Perturbing the Derivative: Wild Refitting for Model-Free Evaluation of Machine Learning Models under Bregman Losses
Haichen Hu, David Simchi-Levi
TL;DR
The paper addresses the challenge of obtaining high-probability excess-risk bounds for complex, opaque models trained with empirical risk minimization under general Bregman losses, without relying on global function-class structure. It introduces Wild Refitting with Bregman Loss, a model-free procedure that perturbs derivatives rather than outputs, using a randomized Rademacher scheme to form wild responses and retrain a new predictor. The core contribution is a non-asymptotic, high-probability bound on the excess risk that depends on the wild optimism term and several controllable components, valid under fixed design and black-box access to the trainer.
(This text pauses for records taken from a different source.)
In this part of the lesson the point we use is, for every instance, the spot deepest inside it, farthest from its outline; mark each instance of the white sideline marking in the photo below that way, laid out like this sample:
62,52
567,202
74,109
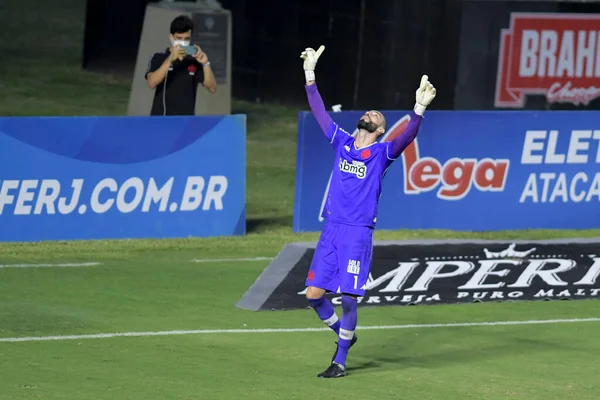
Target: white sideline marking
49,265
232,259
281,330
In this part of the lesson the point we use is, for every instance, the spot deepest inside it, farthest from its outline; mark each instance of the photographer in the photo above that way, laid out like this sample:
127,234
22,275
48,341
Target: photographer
175,74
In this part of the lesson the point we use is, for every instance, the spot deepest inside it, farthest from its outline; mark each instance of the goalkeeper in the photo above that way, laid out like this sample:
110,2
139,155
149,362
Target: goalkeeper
342,259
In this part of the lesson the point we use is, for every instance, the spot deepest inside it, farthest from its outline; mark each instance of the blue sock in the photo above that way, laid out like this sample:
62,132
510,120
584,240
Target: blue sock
326,313
349,321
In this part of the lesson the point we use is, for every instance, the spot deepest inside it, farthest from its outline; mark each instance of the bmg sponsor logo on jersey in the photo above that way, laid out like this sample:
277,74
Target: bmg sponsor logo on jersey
556,55
357,168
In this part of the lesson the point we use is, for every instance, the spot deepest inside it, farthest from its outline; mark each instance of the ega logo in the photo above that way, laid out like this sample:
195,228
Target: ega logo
453,179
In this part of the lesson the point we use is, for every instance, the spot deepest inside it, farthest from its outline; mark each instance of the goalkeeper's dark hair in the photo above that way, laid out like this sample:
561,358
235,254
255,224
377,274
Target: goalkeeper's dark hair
182,24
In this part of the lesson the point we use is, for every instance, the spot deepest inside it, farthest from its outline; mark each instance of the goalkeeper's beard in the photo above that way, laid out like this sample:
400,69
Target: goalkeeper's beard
368,126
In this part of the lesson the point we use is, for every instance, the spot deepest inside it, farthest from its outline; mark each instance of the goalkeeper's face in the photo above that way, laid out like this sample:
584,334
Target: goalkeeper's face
373,122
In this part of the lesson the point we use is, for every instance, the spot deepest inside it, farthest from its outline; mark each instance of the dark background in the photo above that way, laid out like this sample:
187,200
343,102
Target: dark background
376,52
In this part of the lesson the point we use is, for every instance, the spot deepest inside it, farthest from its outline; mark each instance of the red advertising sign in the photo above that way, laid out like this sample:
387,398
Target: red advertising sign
556,55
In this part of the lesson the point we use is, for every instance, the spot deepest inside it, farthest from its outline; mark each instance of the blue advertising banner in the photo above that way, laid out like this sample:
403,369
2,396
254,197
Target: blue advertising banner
472,171
64,178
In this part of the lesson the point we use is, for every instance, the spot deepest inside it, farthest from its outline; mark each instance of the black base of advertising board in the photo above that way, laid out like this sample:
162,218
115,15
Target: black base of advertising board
444,272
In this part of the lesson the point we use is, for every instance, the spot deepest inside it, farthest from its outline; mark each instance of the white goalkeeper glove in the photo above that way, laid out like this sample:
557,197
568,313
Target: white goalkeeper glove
424,95
310,57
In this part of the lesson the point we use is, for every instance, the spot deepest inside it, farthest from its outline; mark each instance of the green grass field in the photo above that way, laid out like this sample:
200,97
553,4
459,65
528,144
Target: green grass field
151,286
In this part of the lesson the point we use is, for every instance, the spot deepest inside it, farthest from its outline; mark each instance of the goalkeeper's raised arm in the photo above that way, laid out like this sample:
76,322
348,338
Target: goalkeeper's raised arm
315,101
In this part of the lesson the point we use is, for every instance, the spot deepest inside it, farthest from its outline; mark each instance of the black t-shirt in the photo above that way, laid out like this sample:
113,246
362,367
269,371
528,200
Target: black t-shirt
182,82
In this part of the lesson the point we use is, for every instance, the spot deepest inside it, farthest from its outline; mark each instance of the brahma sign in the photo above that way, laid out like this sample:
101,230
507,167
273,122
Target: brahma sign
556,55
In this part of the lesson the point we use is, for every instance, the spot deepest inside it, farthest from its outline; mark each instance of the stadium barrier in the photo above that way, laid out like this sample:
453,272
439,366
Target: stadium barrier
68,178
432,272
475,171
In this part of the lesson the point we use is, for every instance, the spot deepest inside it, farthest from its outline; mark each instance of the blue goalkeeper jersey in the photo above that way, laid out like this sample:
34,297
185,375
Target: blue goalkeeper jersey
356,180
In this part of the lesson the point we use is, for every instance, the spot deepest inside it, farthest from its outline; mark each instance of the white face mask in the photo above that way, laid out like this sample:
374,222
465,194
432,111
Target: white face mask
181,42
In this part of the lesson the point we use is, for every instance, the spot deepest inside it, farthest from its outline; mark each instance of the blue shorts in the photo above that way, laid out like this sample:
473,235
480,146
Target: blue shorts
342,259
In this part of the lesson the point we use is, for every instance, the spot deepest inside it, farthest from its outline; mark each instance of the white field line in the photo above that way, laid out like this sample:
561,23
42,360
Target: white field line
92,264
232,259
283,330
67,265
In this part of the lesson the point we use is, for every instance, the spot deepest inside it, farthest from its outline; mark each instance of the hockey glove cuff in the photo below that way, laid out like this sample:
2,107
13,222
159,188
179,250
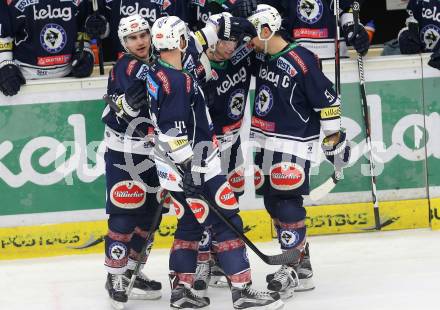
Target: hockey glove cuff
358,40
409,41
192,182
435,60
11,78
337,152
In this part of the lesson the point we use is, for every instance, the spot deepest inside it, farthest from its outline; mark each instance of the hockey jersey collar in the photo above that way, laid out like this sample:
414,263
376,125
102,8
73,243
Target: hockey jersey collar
288,48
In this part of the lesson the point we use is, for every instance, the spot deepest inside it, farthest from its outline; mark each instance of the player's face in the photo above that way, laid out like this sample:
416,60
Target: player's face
139,44
225,49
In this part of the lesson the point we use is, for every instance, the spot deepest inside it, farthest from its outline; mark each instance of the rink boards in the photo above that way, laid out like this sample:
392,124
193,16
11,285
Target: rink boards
87,237
55,206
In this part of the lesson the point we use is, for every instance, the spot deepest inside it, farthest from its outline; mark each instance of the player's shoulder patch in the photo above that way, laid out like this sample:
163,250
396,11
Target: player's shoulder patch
21,5
299,58
130,67
153,88
240,53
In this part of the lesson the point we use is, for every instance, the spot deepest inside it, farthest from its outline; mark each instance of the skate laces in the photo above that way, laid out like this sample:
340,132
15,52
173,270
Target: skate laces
257,293
284,274
118,282
202,271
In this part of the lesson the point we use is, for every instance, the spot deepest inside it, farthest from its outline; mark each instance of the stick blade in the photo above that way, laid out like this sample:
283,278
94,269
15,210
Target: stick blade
322,190
288,257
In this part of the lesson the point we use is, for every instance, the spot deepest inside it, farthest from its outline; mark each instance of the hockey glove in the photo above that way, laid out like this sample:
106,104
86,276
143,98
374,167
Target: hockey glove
11,78
192,182
337,149
82,63
236,29
409,40
97,26
435,60
134,99
358,40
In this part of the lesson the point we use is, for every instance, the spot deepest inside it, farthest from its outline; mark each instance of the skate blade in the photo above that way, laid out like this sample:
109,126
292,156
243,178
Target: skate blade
145,295
218,282
305,285
116,304
273,306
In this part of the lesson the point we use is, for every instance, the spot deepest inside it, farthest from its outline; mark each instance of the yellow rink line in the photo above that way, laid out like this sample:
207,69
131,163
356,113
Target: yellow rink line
87,237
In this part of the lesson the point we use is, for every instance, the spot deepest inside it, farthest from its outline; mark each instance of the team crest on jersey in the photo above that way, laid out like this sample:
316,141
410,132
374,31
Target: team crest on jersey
258,177
286,66
286,176
53,38
23,4
236,104
178,208
198,2
241,53
310,11
153,88
289,238
430,34
128,194
117,250
263,101
199,208
236,179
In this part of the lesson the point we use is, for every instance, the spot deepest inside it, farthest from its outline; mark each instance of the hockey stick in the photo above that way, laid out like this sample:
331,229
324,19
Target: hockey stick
285,258
322,190
337,51
366,115
99,42
150,234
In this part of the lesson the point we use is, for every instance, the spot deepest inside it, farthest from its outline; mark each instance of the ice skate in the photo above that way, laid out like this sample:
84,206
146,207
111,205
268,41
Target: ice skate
116,287
248,298
284,281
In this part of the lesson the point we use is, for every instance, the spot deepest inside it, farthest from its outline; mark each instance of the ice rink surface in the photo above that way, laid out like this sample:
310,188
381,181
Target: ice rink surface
378,270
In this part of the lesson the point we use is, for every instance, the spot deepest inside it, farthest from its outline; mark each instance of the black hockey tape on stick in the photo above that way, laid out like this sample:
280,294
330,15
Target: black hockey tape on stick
99,42
288,257
366,116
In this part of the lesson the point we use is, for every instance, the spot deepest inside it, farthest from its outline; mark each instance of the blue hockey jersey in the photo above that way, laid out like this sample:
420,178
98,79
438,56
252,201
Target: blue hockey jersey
118,135
42,35
148,9
293,101
226,94
312,24
427,13
183,124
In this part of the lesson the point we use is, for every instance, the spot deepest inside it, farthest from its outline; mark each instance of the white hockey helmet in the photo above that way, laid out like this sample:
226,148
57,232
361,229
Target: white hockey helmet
167,31
131,24
266,15
213,20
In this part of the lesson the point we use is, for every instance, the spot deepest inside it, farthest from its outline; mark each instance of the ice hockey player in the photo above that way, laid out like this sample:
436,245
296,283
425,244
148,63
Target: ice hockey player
312,24
148,9
293,102
225,94
422,31
42,39
132,183
201,10
185,134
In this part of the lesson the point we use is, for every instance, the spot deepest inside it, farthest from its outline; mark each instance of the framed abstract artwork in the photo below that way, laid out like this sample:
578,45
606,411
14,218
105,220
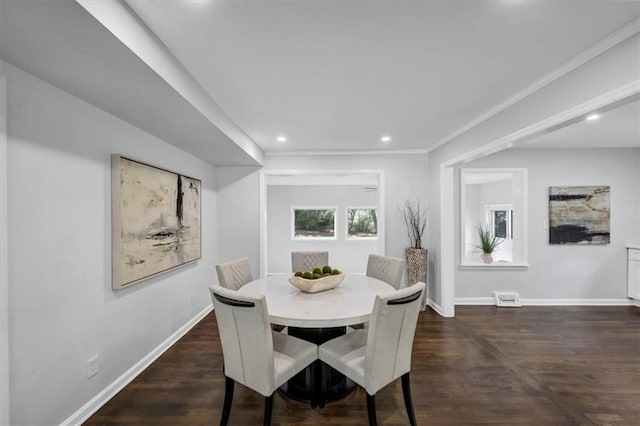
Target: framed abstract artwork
579,215
156,220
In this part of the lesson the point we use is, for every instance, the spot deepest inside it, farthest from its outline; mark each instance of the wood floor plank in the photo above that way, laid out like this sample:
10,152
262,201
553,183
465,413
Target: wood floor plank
486,366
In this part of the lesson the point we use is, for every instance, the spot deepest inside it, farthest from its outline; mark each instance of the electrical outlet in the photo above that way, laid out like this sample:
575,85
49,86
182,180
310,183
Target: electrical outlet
93,367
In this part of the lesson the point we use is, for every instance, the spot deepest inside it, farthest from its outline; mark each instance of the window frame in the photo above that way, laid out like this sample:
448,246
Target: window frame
490,218
519,191
346,223
307,238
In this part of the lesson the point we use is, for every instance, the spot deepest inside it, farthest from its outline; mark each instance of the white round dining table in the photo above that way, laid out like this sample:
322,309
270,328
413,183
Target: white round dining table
351,302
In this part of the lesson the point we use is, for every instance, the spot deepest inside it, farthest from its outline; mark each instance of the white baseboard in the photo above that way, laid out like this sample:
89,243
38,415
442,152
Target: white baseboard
548,302
576,302
93,405
436,307
475,301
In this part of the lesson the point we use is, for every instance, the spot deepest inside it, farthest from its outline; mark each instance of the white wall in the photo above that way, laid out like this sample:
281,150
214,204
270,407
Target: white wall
239,194
587,273
62,307
346,255
615,68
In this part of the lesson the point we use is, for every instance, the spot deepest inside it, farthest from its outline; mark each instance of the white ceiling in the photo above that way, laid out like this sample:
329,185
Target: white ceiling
331,75
618,128
337,75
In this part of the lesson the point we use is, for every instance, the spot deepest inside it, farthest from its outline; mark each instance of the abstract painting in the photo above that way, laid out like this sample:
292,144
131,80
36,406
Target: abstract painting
579,215
156,220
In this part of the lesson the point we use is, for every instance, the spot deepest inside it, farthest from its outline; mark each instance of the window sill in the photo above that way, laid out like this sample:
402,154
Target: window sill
495,265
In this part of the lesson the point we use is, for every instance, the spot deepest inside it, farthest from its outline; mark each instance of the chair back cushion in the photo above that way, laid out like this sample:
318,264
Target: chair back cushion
385,268
234,274
245,334
307,260
390,336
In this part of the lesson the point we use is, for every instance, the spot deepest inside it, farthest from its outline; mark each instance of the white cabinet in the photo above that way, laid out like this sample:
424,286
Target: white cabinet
633,273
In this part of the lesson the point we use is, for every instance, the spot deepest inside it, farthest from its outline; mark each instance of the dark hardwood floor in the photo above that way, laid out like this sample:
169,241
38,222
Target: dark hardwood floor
486,366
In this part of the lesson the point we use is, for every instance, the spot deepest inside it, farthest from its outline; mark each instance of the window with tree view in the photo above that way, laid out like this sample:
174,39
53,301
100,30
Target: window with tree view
362,223
314,223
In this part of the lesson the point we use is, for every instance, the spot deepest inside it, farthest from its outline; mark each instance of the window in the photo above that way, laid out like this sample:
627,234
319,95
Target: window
362,223
495,198
500,219
312,223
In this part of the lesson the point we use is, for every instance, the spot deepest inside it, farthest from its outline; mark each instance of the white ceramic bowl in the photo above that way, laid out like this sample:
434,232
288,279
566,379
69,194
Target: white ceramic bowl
320,284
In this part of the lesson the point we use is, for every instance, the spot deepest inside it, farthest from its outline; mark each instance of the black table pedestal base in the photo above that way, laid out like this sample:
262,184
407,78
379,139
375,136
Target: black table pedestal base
335,385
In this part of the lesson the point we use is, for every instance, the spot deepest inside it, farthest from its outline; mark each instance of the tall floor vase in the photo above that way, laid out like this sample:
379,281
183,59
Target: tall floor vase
417,261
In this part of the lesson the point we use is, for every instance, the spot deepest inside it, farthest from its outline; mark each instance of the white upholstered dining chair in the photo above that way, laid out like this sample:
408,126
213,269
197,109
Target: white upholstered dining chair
307,260
386,268
378,355
234,274
254,355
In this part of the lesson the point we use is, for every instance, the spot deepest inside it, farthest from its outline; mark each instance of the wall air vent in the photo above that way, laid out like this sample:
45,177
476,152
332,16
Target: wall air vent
507,299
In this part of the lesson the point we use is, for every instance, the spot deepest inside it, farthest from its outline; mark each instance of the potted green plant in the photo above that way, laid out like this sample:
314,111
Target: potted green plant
487,243
415,220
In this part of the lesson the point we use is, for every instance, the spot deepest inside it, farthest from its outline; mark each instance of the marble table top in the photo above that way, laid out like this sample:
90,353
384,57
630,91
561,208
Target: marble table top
349,303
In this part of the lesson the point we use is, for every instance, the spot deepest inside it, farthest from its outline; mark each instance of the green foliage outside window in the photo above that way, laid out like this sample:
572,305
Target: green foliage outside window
314,223
362,223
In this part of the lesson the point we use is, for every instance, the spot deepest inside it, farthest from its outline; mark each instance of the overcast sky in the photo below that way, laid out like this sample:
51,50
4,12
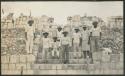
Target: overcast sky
60,10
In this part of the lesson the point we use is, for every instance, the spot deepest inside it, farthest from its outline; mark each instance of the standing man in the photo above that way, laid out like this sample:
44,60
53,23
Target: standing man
59,36
76,42
29,36
46,44
65,46
95,36
85,42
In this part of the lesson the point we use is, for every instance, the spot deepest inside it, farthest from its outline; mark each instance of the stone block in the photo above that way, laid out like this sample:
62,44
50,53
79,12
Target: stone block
14,59
9,21
30,58
35,66
22,58
5,59
12,66
20,66
4,66
28,66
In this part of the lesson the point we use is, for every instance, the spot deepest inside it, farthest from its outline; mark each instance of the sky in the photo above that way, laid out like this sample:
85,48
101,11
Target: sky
60,10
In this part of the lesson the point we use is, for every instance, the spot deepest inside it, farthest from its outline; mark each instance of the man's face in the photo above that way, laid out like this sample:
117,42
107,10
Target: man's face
45,36
54,40
95,24
76,31
84,28
59,29
65,35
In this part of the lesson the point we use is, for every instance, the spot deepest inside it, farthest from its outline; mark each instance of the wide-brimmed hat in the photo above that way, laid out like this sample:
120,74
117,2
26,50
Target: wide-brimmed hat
54,37
95,22
45,33
65,32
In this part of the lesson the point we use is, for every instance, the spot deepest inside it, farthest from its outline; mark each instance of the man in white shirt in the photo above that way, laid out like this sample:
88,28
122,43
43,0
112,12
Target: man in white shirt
95,37
76,42
65,40
55,51
85,41
59,36
29,36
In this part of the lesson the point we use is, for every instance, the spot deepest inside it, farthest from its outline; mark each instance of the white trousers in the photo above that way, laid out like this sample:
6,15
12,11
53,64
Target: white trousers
29,44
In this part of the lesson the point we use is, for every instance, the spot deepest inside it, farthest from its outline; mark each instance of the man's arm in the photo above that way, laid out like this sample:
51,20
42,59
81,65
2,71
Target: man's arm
72,41
89,37
26,35
80,44
100,35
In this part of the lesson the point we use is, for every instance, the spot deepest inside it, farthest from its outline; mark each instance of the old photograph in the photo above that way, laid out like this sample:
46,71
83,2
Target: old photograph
62,38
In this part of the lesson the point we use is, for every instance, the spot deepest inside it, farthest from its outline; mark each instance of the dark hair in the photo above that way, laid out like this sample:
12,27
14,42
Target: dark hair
95,23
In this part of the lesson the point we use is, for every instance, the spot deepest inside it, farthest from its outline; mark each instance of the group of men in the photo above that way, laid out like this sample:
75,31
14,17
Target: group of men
59,46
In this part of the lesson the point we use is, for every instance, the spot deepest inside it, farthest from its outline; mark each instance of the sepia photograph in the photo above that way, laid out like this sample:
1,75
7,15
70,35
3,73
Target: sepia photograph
62,38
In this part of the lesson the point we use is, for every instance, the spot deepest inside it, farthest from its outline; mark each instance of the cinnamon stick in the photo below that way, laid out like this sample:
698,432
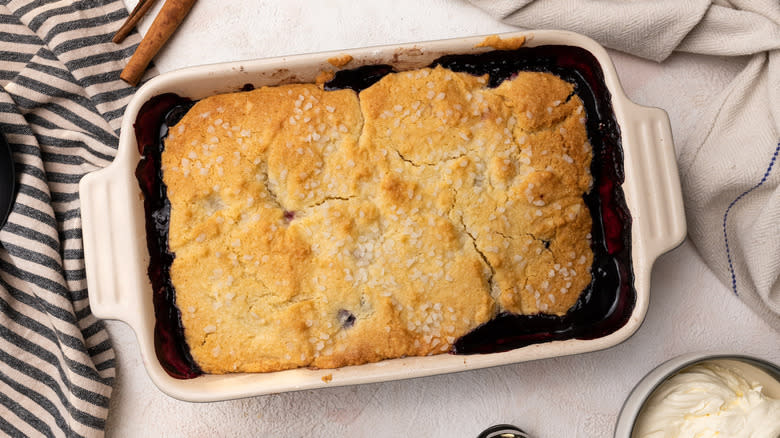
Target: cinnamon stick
165,23
139,11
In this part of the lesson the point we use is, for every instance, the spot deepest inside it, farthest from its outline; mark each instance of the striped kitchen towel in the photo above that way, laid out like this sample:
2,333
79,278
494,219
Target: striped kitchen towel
61,106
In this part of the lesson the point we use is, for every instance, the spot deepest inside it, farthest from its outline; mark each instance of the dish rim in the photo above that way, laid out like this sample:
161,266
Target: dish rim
118,295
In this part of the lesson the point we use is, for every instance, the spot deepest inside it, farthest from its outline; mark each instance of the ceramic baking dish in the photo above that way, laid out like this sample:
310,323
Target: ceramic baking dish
115,239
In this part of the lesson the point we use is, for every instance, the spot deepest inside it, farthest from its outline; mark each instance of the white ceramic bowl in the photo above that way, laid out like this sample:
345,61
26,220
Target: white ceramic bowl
753,368
115,239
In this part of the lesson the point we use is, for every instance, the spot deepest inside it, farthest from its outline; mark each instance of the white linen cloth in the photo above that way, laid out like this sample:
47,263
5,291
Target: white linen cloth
728,164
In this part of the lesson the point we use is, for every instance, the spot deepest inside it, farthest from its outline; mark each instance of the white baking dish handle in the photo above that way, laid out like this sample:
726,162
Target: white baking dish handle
652,166
114,257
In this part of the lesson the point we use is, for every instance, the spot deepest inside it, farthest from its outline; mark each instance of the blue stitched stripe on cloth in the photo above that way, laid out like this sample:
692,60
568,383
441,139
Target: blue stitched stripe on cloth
734,202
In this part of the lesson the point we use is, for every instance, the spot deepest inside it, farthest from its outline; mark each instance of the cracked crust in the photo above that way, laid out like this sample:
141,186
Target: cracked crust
322,228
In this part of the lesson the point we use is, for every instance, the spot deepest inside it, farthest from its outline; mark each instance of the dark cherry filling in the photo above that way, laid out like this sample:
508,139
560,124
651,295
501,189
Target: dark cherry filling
604,306
346,318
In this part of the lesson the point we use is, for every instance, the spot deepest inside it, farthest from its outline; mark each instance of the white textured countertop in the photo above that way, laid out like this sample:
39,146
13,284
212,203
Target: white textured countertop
575,396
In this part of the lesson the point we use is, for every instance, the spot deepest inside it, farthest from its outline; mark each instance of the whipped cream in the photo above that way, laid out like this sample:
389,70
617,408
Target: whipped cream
711,399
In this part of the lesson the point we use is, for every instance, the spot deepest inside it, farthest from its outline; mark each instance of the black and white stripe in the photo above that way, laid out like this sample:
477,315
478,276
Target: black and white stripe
61,105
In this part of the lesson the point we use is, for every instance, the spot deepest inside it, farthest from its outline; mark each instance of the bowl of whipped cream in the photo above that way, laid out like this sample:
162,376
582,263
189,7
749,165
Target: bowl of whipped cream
705,395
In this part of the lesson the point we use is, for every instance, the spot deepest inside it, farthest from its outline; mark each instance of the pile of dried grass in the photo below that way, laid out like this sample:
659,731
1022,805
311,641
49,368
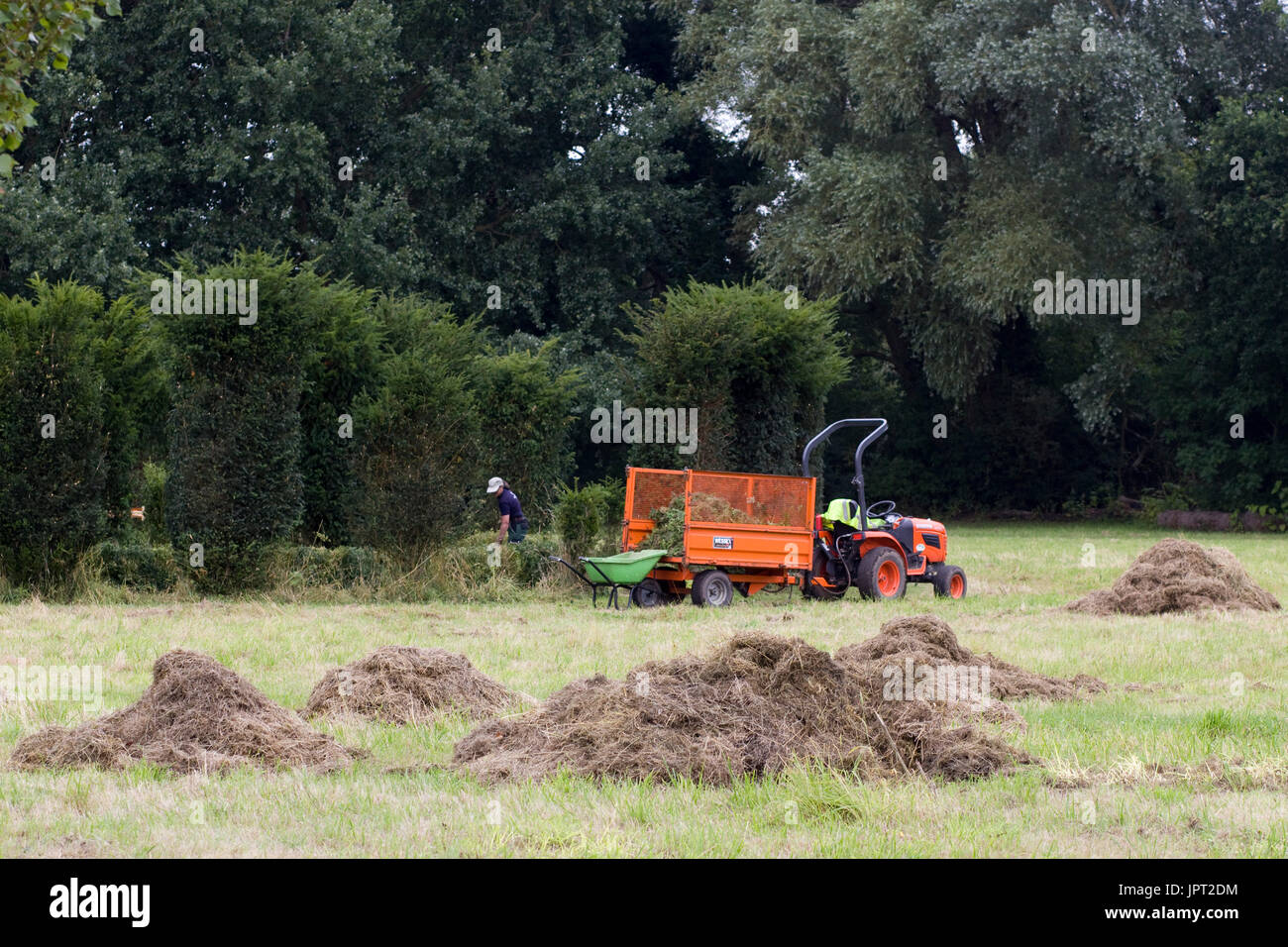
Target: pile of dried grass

This framework enables principled model evaluation for deep neural networks and generative models, with potential extensions to random design and high-dimensional settings, and invites empirical validation on real-world opaque models.
Abstract
We study the excess risk evaluation of classical penalized empirical risk minimization (ERM) with Bregman losses. We show that by leveraging the idea of wild refitting, one can efficiently upper bound the excess risk through the so-called "wild optimism," without relying on the global structure of the underlying function class. This property makes our approach inherently model-free. Unlike conventional analysis, our framework operates with just one dataset and black-box access to the training procedure. The method involves randomized Rademacher symmetrization and constructing artificially modified outputs by perturbation in the derivative space with appropriate scaling, upon which we retrain a second predictor for excess risk estimation. We establish high-probability performance guarantee under the fixed design setting, demonstrating that wild refitting under Bregman losses, with an appropriately chosen wild noise scale, yields a valid upper bound on the excess risk. Thus, our work is promising for theoretically evaluating modern opaque ML models, such as deep neural networks and generative models, where the function class is too complex for classical learning theory and empirical process techniques.